Alcoa did get in a voice of moderation later in its remarks:

"While we face volatile and uncertain markets today, longer-term trends will drive a rebound in global aluminum demand, and the forward market reflects underlying optimism on medium-term aluminum pricing," said Kleinfeld. "During difficult times, we will examine opportunities across the industry to improve our competitiveness, use every lever to improve profitability, and position the company to deliver stronger value when demand improves."

Always end on a positive, right? Well, despite what feels like well-earned cynicism on my part, it might not be just spin.

China, the country responsible for producing about a quarter of the world's aluminum, closed smelters and reduced production this summer because of inadequate energy and high input costs. Aluminum Corp of China Ltd. (Chalco) [NYSE:ACH], has been hit just as hard by high costs as Alcoa, warning on Tuesday that its third-quarter results are going to be down more than 50%. If demand in China is going to continue to grow, the aluminum will have to come from somewhere, and with declines in shipping and energy, Alcoa might be able to position itself well competitively when the market recovers.

Pulling that off would require some seriously on-top-of-it management. Given that Alcoa misses its own earnings guidance 50% of the time, it's hard to be too optimistic.

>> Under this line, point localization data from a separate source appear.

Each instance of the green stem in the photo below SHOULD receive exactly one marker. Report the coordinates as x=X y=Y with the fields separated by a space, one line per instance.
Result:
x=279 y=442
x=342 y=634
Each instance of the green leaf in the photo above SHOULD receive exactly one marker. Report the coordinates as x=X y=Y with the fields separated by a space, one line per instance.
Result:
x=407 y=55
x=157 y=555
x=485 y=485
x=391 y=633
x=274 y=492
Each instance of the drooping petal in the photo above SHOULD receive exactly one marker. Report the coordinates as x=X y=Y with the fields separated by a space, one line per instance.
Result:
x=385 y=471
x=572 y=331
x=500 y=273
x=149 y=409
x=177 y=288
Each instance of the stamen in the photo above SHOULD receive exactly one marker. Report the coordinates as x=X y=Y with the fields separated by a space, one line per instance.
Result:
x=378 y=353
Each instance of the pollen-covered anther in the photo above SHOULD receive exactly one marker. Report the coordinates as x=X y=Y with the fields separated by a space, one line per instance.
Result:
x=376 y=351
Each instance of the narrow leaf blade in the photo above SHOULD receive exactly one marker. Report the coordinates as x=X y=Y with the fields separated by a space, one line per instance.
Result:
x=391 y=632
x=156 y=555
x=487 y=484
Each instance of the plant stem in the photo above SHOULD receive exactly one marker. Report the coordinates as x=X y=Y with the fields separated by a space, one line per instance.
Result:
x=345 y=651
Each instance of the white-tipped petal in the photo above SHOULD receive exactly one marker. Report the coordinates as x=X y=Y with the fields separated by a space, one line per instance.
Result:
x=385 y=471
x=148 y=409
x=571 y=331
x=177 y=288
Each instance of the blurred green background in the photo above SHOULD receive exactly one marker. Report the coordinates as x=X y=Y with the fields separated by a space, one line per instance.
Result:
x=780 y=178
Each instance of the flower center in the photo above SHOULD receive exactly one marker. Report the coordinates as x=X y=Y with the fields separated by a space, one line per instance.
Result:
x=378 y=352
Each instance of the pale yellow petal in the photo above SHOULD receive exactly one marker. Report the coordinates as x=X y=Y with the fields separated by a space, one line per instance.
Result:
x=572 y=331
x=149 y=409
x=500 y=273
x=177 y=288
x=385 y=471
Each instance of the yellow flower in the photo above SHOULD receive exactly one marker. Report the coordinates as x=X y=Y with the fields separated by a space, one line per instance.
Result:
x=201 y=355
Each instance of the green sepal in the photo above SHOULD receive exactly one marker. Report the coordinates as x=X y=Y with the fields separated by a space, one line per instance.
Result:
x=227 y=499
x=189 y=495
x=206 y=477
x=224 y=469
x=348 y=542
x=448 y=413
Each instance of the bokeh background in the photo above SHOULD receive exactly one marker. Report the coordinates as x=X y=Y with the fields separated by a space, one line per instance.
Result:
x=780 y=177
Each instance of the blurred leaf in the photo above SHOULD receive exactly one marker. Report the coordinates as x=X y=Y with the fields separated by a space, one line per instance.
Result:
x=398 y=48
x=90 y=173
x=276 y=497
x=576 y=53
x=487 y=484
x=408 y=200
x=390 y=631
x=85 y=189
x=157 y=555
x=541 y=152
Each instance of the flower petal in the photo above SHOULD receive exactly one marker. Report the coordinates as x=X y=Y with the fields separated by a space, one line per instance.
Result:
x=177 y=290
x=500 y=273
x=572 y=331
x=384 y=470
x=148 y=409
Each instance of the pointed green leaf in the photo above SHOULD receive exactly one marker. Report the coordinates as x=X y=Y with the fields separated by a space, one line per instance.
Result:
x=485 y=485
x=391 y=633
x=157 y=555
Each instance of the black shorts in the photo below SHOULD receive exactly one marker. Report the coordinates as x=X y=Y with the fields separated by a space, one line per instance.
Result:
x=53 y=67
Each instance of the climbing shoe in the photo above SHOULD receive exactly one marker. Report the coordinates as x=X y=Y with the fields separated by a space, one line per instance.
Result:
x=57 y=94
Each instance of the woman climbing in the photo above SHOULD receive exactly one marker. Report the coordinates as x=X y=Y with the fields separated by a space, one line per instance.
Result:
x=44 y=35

This article has 5 comments:

  •  
    Oct 09 05:18 PM
    Clear, informative article -- thanks! One question, Julian: even if Alcoa's management in the past has been poor, do you think Klaus Kleinfeld deserves the benefit of the doubt? I haven't followed it closely, but I'm under the impression he did a great job at Siemens before a bribery scandal among his underlings forced him to leave.
    Reply
  •  
    Oct 10 02:39 AM
    In case you dont realize... our whole aluminium industry is still too small to support the need of our automotive industry to build lighter cars . We still need to build twice as many smelters or more to meet the requirments of the automotive industry in order to boost the fuel efficiency. The world still produce thirty tons of steel for every ton of aluminium. We had been busy stripping all our homes of old aluminium framed windows to boost scrap supplies, yet it is n ot enough . We will demand far more aluminium than you would imagine in the forseeable future.. We will save a lot of energy recycling aluminium than recycling steel.
    Reply
  •  
    Oct 10 02:43 AM
    That is why we are bullding ridiculously tiny cars of steel while we can buiild more comfortable cars made of aluminium for same fuel efficiency.. tiny cars is not practical and we found that out already long ago... That was the reason we returned to bigger cars and gas guzzling this last time around... Tiny cars will never survive here in America . Put aluminium in tiny cars to make them bigger and more comfortable..
    Reply
  •  
    Oct 10 02:48 AM
    Everyone bought up steel stocks where they should ini aluminium stocks... Steel is three times as heavy as aluminium... One pound of aluminium is as strong as two pound o f steel. One pound of alumiium is 50% bigger than two pound of steel.. imagine that?!!!! Aluminium is stronger by lighter density and bigger mass than steel. Everyone will love aluminium again!
    Reply
  •  
    Oct 13 12:21 AM
    You could make humongous cars out of plastic. LOL I wonder why suspend the stock buybacks, honestly it's never been cheaper and what a way to instill confidence, why not just scale back the buyback? How safe is this dividend? That seems like the 800lb gorilla in the room. According to the balance sheet they are sitting on a lot of finished goods, not good in todays environment. We like to see cash when times are tough, during the call I believe they stated 1:3 debt to cash, I wonder if they are counting goods as cash. Feedstock costs seem to be cheapening that's a plus. Maybe that's the plan, gorge on material while it's cheaper to make it and horde it until things get better. Seems Klaus has inherited a sh*t sandwich. Long AA on valuation. Though, I think a dividend cut will have the faithful running for the exits.